A artista franco-iraniana Marjane Satrapi morreu aos 56 anos, informou a agência France-Presse nesta quinta-feira (3). A notícia foi confirmada por pessoas próximas e por autoridades francesas.
Nascida em 1969, em Rasht, Irã, Satrapi tornou-se conhecida mundialmente por Persépolis, romance gráfico autobiográfico lançado na França em 2000. A obra retrata sua juventude em Teerã durante e após a revolução de 1979, quando o país deixou de ser uma monarquia para se tornar uma república islâmica.

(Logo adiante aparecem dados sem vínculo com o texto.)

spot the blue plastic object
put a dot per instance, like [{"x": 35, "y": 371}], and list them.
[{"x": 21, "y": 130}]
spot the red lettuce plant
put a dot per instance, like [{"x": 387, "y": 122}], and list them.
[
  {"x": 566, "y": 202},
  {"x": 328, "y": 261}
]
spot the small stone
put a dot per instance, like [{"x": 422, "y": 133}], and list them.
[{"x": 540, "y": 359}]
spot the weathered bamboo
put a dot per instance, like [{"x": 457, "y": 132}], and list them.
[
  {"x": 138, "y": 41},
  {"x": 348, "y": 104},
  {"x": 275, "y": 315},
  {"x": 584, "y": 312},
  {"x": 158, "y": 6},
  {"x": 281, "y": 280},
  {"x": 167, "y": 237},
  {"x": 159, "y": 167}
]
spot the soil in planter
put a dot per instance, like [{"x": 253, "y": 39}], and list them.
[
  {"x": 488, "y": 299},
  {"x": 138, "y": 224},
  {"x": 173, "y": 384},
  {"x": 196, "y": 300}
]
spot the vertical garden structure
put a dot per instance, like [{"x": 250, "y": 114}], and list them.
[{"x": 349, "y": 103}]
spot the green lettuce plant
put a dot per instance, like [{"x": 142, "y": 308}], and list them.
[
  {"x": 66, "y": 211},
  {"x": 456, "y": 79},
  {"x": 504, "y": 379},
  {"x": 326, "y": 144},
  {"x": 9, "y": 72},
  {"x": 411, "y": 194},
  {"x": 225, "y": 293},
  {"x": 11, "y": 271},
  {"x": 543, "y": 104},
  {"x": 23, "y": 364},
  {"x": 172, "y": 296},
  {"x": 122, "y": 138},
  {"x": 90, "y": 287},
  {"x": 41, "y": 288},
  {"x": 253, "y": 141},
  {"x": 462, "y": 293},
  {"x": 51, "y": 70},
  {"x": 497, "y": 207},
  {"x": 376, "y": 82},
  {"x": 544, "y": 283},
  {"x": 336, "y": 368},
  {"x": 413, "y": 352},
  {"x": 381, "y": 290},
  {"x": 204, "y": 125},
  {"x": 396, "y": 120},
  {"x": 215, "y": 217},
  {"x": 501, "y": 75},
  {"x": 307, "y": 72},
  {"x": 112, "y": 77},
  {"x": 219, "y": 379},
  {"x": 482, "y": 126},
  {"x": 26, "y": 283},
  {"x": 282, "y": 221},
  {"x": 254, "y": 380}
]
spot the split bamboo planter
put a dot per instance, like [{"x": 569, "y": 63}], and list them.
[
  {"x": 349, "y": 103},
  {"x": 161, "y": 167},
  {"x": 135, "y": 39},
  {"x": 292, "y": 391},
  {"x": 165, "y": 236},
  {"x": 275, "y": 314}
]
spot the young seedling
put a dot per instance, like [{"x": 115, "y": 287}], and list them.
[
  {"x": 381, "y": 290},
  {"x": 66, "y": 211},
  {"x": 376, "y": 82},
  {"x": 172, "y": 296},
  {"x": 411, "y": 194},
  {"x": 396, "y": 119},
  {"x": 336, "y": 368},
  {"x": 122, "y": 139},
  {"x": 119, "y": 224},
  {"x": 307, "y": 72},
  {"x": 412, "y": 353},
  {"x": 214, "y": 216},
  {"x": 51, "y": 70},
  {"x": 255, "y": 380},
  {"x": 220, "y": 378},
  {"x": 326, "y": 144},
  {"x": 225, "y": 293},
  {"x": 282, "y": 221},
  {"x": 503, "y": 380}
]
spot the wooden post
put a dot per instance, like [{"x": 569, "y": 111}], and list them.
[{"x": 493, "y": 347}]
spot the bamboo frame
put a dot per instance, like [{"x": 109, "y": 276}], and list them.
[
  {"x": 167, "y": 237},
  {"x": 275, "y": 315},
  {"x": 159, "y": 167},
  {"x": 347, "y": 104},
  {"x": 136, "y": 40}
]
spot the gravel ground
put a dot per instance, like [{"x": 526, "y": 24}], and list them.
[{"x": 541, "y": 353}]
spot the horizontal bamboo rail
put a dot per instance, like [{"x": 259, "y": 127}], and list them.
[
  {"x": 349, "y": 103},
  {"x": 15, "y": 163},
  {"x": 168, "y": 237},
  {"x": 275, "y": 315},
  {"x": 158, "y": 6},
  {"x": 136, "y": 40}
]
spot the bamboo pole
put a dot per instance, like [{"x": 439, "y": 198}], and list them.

Além dos dois volumes subsequentes de Persépolis, Satrapi publicou outros quadrinhos reconhecidos pela crítica e pelo público. Entre os títulos disponíveis no Brasil estão Bordados, Frango com Ameixas e Mulher, Vida, Liberdade.
Em 2007, ela dirigiu a adaptação cinematográfica de Persépolis em parceria com Vincent Paronnaud. A animação recebeu o prêmio do júri no Festival de Cannes e foi indicada ao Oscar de melhor filme de animação, prêmio que naquele ano ficou com Ratatouille, da Pixar. Em 2024, Persépolis foi incluída pelo jornal The New York Times entre os 100 melhores livros publicados no século 21.
Em 2025, Satrapi recusou a Legião de Honra, a principal ordem de mérito da França.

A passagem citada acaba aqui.